Tweakenomics: A Financial Poem
President Obama is threatening to shrink big banks and re-institute the Glass-Steagall Act, enacted by Congress in 1933 after the Depression, creating a clear dividing line between banking and brokerage firm activities to curb speculative practices by the banks. (The FDIC was established at the same time.)
European leaders are nodding their heads in agreement with the President's view that the U.S. economy needs further "tweaking." America's economic engine is still sputtering. Unfortunately, the economy isn't really an engine and banks aren't big blobs of clay that can be remodeled to a desired shape.
I consider myself a serious writer on financial education, however the headlines of the last two days' events have inspired me to plumb the depths of my poetic abilities. Hopefully you will indulge my not so serious outburst.
Obama is trying to control the big banks.
If they're too big, too risky, well no thanks.
With guys out of work their credit is shot.

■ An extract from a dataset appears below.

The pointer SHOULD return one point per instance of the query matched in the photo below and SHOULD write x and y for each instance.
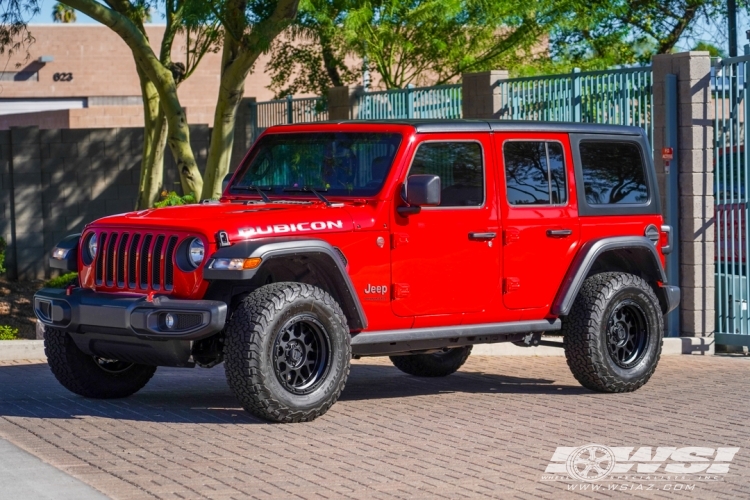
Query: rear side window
(460, 168)
(535, 173)
(613, 173)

Give small business loans, the banks better not.
Who gets the money and who takes the chance,
No lending, no trading, there's no one who'll dance.
People aren't working, their credit cards maxed.
But Washington will see that the fat cats get taxed.
Capitalism and free enterprise who cares?
We must lower the greed but lift up the shares.
The government knows how to handle all things,
Except for the cost that their oversight brings.
It's lucky today the media uncovered
That a new anti-diarrhea medicine was discovered.
Banks need to do what banks should do: collect deposits, responsibly manage their funds, and lend money to credit-worthy customers. Other than that, the truism applies to Wall Street and to Main Street: There will always be bulls, bears, and pigs.